Alarm LED on without any visible reason

aborzenkov · ‎2011-06-03

FAS3140 FMC. After testing power feeds to cabinet (with switching off half of PSUs including one of Brocade switches) I noticed alarm LED on one node (I do not know whether another node had it as well, it was a bit too far away to check). Filer View claimed status is normal, nothing to worry about. /etc/messages confirmed it by message "status returned to normal". All disks were properly MP-HAd. Cluster was enabled. There was no environment failures on any shelf or head. I am not sure what else to check.

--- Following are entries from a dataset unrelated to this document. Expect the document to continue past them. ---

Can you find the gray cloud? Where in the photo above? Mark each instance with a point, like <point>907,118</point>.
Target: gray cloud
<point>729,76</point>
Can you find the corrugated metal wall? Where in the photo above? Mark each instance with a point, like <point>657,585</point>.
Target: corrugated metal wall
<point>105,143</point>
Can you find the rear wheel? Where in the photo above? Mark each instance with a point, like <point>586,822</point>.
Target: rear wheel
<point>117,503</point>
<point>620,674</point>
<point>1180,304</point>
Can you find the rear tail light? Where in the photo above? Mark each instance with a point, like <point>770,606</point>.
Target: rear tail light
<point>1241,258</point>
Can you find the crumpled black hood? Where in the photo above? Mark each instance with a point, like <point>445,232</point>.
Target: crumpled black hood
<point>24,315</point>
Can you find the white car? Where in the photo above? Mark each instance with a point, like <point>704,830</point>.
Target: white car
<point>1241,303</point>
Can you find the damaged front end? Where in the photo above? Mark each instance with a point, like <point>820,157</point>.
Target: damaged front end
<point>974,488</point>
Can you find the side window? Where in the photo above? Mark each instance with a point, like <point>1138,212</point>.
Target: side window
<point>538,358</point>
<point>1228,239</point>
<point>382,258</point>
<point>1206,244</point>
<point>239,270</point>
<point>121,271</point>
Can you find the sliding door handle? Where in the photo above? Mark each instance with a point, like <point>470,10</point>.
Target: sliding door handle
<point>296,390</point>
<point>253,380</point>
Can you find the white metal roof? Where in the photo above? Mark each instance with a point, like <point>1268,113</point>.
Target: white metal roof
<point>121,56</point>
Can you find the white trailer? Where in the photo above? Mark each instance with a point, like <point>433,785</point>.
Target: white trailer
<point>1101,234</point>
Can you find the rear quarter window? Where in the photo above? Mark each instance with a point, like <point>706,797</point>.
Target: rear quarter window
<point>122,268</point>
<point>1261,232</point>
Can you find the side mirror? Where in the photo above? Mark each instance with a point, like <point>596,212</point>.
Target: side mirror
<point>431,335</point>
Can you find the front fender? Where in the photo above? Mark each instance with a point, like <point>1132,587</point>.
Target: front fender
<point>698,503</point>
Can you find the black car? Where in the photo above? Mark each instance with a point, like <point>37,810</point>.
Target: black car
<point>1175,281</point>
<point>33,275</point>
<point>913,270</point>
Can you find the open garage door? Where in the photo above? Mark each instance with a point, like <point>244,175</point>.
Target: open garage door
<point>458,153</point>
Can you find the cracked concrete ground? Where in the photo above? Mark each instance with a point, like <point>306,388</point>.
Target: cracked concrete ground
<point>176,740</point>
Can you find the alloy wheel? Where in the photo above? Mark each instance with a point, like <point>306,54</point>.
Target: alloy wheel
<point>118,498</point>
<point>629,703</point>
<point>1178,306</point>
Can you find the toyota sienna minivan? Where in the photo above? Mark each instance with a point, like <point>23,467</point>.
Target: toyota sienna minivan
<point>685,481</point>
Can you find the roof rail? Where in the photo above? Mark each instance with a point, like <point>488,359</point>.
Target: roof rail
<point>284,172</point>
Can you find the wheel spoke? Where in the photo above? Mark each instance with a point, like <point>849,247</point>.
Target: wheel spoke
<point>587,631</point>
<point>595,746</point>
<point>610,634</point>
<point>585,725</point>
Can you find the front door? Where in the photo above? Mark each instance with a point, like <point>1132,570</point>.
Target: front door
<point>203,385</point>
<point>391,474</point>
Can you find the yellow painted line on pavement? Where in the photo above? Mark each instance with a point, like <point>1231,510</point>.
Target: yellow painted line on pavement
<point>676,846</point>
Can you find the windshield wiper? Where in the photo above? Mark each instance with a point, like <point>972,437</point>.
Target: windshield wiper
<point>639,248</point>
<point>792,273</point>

How can I find out why alarm LED is lit? More importantly, how should I explain it to customer

The only missed feature right now is that setup is not yet complete so I need to mirror root aggregate. But if this is the reason, alarm LED was not lit before, although aggregate was not mirrored ...

shaunjurr · ‎2011-06-09

Hi,

There are a few software bugs in 8.0.1Px... that can cause this. IIRC, they are fixed in 8.0.1P4 or P5. This might be the cause of your LED error.

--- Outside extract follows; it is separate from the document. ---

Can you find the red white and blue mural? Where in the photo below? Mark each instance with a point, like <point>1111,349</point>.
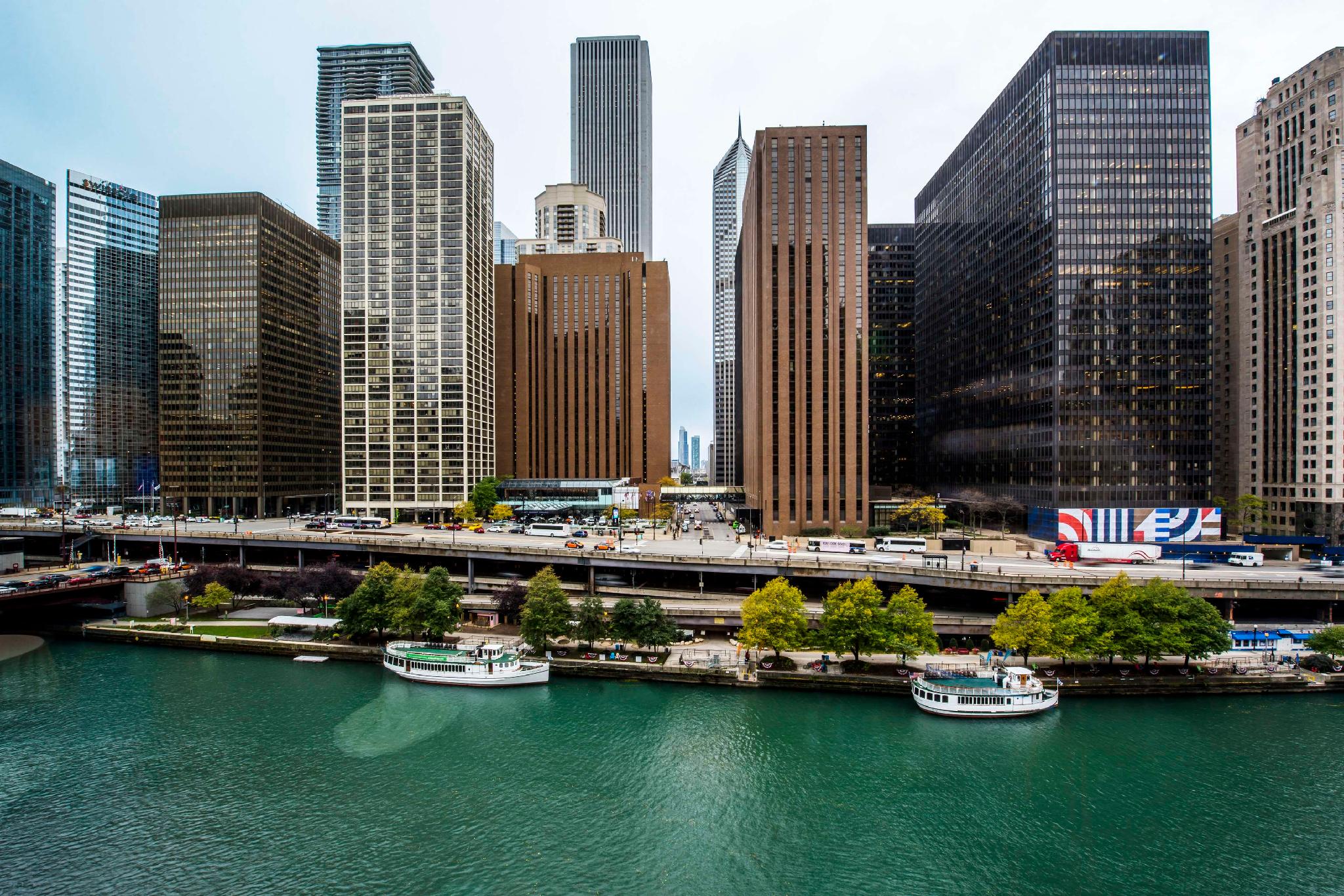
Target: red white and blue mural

I actually have a P3 3070 cluster that also has an amber status led on with no apparent reason. I guess I'll have to get around to trying the upgrade too.

Hope this helps.

aborzenkov · ‎2011-06-10

This is 7.3.5.1.

ChrisHolloway · ‎2011-06-10

I had a similar problem of an inexplicable fault light on a new FAS3210. This bug:

http://now.netapp.com/NOW/cgi-bin/bol?Type=Detail&Display=472202

and the steps in there helped.

PARISALLSTON · ‎2011-06-22

Hi,

You can try logging onto the RLM console and typing events all. This will show all system hardware events captured and logged by the RLM. It may shed some light for you.

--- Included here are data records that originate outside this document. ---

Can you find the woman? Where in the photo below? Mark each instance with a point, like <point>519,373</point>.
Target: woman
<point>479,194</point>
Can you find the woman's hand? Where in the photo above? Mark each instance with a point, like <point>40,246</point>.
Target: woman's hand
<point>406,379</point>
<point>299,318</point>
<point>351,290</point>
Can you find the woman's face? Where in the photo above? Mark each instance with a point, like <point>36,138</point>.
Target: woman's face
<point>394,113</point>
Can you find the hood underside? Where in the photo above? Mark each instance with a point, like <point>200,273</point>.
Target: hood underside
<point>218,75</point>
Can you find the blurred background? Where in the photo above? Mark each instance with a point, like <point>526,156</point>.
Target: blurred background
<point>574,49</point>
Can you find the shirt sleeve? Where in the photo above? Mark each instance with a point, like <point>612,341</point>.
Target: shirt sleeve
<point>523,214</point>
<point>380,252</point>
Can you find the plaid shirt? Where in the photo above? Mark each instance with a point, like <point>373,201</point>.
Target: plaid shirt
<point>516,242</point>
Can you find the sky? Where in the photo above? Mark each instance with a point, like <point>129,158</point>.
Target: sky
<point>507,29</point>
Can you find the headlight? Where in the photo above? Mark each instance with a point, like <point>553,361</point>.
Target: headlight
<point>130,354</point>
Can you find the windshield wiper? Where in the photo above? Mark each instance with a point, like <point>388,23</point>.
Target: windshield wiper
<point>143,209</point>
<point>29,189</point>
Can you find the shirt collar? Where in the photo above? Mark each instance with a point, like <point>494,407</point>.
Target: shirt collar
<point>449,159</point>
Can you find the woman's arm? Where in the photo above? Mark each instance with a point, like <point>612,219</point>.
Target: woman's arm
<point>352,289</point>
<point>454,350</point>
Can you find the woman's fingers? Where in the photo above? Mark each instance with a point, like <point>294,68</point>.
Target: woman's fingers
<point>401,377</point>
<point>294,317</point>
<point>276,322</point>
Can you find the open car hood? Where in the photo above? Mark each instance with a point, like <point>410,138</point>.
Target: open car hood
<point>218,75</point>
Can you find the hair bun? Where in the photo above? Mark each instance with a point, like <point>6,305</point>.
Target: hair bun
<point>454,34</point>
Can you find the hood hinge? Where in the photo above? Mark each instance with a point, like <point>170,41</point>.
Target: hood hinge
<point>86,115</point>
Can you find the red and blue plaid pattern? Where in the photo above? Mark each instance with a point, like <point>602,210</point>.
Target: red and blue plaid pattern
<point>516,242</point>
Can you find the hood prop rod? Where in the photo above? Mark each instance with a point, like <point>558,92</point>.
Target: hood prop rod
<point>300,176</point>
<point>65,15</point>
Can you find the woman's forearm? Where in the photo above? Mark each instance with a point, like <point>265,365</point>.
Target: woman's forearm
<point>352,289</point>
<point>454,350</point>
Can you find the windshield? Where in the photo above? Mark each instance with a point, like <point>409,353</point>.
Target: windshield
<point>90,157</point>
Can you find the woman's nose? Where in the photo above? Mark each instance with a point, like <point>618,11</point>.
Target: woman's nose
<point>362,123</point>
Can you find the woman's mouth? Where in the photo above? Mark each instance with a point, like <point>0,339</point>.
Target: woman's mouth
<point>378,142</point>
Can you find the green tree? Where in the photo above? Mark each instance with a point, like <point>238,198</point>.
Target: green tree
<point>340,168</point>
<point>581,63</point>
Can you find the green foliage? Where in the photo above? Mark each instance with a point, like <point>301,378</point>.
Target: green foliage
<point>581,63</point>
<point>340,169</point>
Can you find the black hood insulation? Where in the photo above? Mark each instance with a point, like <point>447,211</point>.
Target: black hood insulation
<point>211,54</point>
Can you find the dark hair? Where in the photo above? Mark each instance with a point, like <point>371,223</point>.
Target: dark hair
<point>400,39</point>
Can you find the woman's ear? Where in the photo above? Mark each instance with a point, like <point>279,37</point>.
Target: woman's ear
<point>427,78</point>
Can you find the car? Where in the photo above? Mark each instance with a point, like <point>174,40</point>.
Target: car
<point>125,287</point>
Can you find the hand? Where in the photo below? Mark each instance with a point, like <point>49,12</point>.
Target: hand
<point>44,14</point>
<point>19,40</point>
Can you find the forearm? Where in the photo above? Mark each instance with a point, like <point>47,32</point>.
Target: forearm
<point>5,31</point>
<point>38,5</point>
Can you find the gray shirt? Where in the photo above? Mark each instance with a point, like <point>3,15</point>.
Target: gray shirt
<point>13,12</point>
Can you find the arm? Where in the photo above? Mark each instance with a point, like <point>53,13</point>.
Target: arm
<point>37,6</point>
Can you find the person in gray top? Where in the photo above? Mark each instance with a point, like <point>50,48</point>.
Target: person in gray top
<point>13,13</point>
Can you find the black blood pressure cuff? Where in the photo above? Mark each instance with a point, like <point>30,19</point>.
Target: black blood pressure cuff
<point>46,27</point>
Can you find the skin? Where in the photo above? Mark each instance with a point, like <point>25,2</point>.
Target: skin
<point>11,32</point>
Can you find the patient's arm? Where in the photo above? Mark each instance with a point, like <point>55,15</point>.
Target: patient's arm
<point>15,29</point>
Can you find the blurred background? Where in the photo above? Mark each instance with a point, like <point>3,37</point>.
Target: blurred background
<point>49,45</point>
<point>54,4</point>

Another thing would by to read the syslog messages in the /etc directory. These only go back six weeks, mind, before being over-written.

I had a custy with a 3210 who had their amber light come on and they couldnt find out the cause. Turned out the filer had an episode a couple of weeks earlier where it lost its ability to check the battery state for the NVMEM, which it had since rectified, but hadn't and couldn't clear the error log properly. In the end we had to perform a failover and remove/re-seat the affected to perform a ND power cycle of sorts.

Hope this helps.